In an action to recover damages for personal injuries, etc., the plaintiffs appeal from an order of the Supreme Court, Queens County (Nelson, J.), dated January 28, 2008, which granted the defendants' motion for summary judgment dismissing the complaint on the ground that the plaintiff Juan Carlos Castrillon did not sustain a serious injury within the meaning of Insurance Law § 5102(d).
Published by New York State Law Reporting Bureau pursuant to Judiciary Law § 431.
This opinion is uncorrected and subject to revision before publication in the Official Reports.
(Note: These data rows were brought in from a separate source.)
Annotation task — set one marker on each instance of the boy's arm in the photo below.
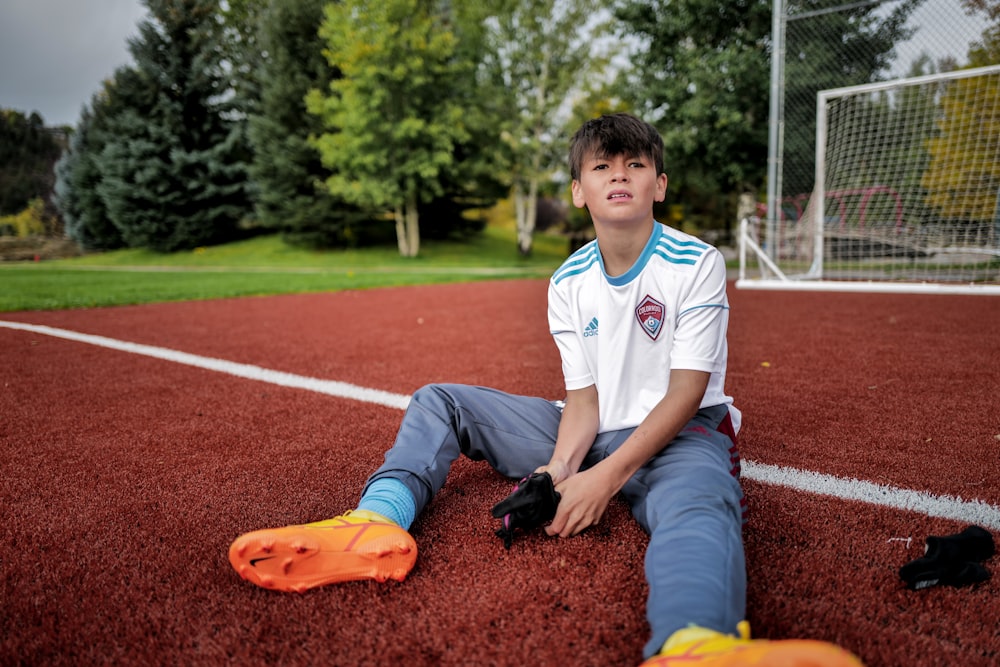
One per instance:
(577, 430)
(585, 495)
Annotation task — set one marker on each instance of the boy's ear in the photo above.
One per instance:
(661, 187)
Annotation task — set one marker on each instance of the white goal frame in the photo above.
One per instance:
(767, 255)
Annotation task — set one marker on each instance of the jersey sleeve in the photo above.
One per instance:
(566, 333)
(702, 319)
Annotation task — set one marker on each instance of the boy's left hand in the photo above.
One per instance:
(585, 499)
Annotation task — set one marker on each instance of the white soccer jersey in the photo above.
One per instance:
(624, 334)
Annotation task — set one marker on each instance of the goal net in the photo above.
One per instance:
(906, 194)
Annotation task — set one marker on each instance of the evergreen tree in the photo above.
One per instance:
(28, 150)
(393, 125)
(702, 79)
(174, 167)
(84, 214)
(286, 169)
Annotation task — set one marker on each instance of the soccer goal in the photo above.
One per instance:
(906, 195)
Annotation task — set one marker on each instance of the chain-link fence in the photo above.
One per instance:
(826, 44)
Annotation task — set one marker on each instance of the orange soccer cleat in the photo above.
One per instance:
(354, 546)
(698, 647)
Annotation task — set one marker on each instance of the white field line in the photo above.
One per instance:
(949, 507)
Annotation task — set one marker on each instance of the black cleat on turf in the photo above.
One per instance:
(952, 560)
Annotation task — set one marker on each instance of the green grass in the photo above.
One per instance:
(262, 266)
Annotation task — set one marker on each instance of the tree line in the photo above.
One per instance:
(360, 121)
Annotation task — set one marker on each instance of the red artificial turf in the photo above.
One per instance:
(124, 479)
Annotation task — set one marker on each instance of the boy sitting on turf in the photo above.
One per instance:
(640, 318)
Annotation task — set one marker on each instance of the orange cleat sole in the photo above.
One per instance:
(299, 558)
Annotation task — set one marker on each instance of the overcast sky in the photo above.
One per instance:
(54, 54)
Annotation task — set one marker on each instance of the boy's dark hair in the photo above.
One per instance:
(612, 135)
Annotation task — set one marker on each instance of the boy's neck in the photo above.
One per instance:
(621, 246)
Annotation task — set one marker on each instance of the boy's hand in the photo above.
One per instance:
(585, 499)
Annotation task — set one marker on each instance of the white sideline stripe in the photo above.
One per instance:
(948, 507)
(248, 371)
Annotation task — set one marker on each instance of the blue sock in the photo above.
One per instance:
(390, 498)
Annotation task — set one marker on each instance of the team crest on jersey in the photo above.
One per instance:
(650, 314)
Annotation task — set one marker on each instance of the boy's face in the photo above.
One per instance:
(618, 188)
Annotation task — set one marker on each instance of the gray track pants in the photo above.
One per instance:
(688, 497)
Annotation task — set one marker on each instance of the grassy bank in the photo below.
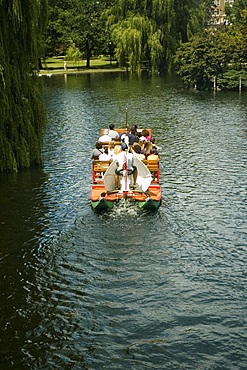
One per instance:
(56, 65)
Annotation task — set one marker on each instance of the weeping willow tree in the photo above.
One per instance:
(150, 31)
(22, 116)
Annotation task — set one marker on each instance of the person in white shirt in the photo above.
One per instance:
(105, 156)
(105, 138)
(124, 154)
(112, 133)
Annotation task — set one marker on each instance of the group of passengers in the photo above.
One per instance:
(140, 144)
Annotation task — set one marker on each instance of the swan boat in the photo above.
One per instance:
(146, 193)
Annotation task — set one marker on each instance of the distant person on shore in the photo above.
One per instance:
(105, 156)
(112, 133)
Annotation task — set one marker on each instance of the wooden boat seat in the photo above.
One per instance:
(99, 169)
(154, 168)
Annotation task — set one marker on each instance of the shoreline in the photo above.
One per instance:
(47, 72)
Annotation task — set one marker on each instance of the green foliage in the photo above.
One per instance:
(152, 30)
(207, 56)
(73, 53)
(231, 79)
(21, 109)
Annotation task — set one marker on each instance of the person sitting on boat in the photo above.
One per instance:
(153, 156)
(145, 135)
(116, 151)
(133, 138)
(136, 150)
(97, 151)
(105, 138)
(125, 136)
(105, 156)
(122, 159)
(146, 149)
(112, 133)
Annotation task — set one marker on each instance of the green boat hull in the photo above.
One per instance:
(102, 204)
(149, 204)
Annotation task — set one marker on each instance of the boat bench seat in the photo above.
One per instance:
(154, 168)
(99, 169)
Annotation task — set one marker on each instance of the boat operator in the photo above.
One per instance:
(125, 160)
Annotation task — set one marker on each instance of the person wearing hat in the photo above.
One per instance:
(112, 133)
(105, 138)
(125, 157)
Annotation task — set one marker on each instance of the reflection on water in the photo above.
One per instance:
(128, 289)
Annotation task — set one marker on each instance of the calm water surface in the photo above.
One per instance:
(128, 289)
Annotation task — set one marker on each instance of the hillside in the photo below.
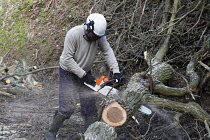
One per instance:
(34, 30)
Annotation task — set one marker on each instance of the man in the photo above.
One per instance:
(80, 47)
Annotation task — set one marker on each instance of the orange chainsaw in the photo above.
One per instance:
(107, 86)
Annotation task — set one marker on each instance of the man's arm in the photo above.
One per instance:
(67, 58)
(109, 55)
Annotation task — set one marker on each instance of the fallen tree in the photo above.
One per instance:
(139, 91)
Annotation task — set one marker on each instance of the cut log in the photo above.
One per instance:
(114, 114)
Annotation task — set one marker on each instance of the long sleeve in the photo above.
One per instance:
(109, 55)
(67, 58)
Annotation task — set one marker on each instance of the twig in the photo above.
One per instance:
(204, 65)
(207, 128)
(24, 74)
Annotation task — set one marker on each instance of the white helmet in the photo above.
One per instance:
(96, 23)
REINALDO E. RIVERA, J.P., MARK C. DILLON, JOSEPH COVELLO and WILLIAM E. McCARTHY, JJ.
ORDERED that the order is affirmed, with costs.
The defendants met their prima facie burden of showing that the plaintiff Juan Carlos Castrillon (hereinafter the injured plaintiff) did not sustain a serious injury within the meaning of Insurance Law § 5102(d) as a result of the subject accident (see Toure v Avis Rent A Car Sys., 98 NY2d 345; Gaddy v Eyler, 79 NY2d 955, 956-957). In opposition, the plaintiffs failed to raise a triable issue of fact. The plaintiffs' submissions either did not constitute competent medical evidence in admissible form (see Grasso v Angerami, 79 NY2d 813, 814-815; Pagano v Kingsbury, 182 AD2d 268, 270), or otherwise failed to establish that the injured plaintiff sustained a serious injury under any statutory definition of the term (see Eldrainy v Hassain,AD3d, 2008 NY Slip Op 08449 [2d Dept 2008]; Krauer v Hines, 55 AD3d 881; Deutsch v Tenempaguay, 48 AD3d 614, 615). Accordingly, the Supreme Court properly granted the defendants' motion for summary judgment dismissing the complaint.
RIVERA, J.P., DILLON, COVELLO and McCARTHY, JJ., concur.